ある新聞のスポーツ欄に「暴力頼らない指導 道半ば」という記事がありました。

それによると、中高生の部活動における体罰が把握された件数を東京都が調査した結果では、その数は年々減少しており、「暴力はダメ」という教員間の認識共有は進んでいるが、「叩かなくなった代わりに、口がきつい顧問が目につく」という話があるなど、これまで常道だった強圧的な指導で従わせる方法が否定され、その後「どうすれば・・・」と指導方法がわからなくなっている部活動指導者がいるということでした。

そんな中で、いくつかの大学では、これから教員を目指す学生に対して、「運動部活動の指導」に特化した講義を始めるところがあり、学生のうちから指導者に求められる資質や理念への理解を深めることで、暴力に頼らないスポーツ指導につなげようという動きがあるとのことでした。

 この「学校の運動部指導」を「企業の人材育成」に置き換えてみると、さすがに会社では、暴力的な指導というものはめったに聞きませんが、実は意外に似ている点があるように感じます。
それは、「自分が受けてきた指導方法を踏襲する」というところです。

指導する立場の人が「自分たちの頃は・・・」と言って、自分が受けた指導方法そのままに、未経験者をいきなり現場に放り出したり、教えないことが当然だと言って突き放したり、逆に手取り足取り細かく教えすぎて、本人の考える力を奪っていたりします。

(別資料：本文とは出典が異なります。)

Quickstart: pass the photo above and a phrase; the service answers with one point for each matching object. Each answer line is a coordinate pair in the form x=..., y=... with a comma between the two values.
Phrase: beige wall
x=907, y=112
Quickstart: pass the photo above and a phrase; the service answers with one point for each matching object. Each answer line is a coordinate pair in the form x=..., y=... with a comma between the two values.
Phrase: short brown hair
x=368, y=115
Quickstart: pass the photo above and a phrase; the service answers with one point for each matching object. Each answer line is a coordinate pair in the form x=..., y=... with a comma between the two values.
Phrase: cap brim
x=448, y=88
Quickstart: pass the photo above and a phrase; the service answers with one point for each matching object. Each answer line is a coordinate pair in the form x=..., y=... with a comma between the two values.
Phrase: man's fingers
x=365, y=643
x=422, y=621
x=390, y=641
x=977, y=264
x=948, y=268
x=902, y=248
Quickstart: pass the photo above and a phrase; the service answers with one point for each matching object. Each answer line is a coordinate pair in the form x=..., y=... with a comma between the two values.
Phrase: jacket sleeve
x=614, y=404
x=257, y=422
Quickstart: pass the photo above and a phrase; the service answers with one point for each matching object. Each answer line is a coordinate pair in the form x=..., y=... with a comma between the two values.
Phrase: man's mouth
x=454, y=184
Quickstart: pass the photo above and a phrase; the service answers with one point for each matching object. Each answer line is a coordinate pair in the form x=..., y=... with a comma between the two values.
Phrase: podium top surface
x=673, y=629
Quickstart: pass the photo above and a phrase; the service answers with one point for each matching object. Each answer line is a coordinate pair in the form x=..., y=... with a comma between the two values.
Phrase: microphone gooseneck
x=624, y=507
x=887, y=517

指導している本人は、「それが自分にとって良かった」と信じているので、自分の指導方法にはまったく疑いを持っていませんし、“別の方法で”と言われても、何をしてよいのかわからなかったり、耳を貸そうとしなかったりします。

また、一部には自分がされてきた指導方法に不満があり、それを反面教師にしようという意識の人はいますが、そんな人であっても、実際の指導方法は、自分が不満に思っていたやり方と大差がなかったりします。
これらのどの場合も、指導する方法は自己流であり、その方法の選択肢や引き出しの数がとても少ないということだと思います。

こう考えると、大学の教員養成の場で始まっている動きと同じようなこと、「教え方を教えること」の必要性が、企業でも高まっているのだと思います。

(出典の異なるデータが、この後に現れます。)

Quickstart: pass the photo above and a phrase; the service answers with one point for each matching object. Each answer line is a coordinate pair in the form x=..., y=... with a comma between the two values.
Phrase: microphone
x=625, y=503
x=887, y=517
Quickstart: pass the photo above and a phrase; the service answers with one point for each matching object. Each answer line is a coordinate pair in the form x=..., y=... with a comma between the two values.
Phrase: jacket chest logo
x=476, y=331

こういう言い方をすると、例えば「部下指導力強化研修」とか「OJT研修」といったものを受けさせるのかというような話になりがちですが、必ずしもそういうことではありません。
私が思うのはもう少し日常の実務的なことで、例えば、「○○さんの指導方法は、どうすれば一番効果が上がるのか」ということを、指導の関わる複数の人で話し合って共有しようというようなものです。

その人の能力や性格を知らなければ、適切な指導はできませんし、複数の人で話し合えば、指導方法の選択肢は多少なりとも増やすことができるでしょう。さらに研修などで、学術的な知識や手法などを学べば、引き出しの数はもっとプラスすることができるでしょう。

他人に対する教え方は、どうしても自分が受けてきた指導方法に固執しがちになります。
効果的な人材育成のためには、「教え方を教えること」にもっと積極的に取り組む必要があるように思います。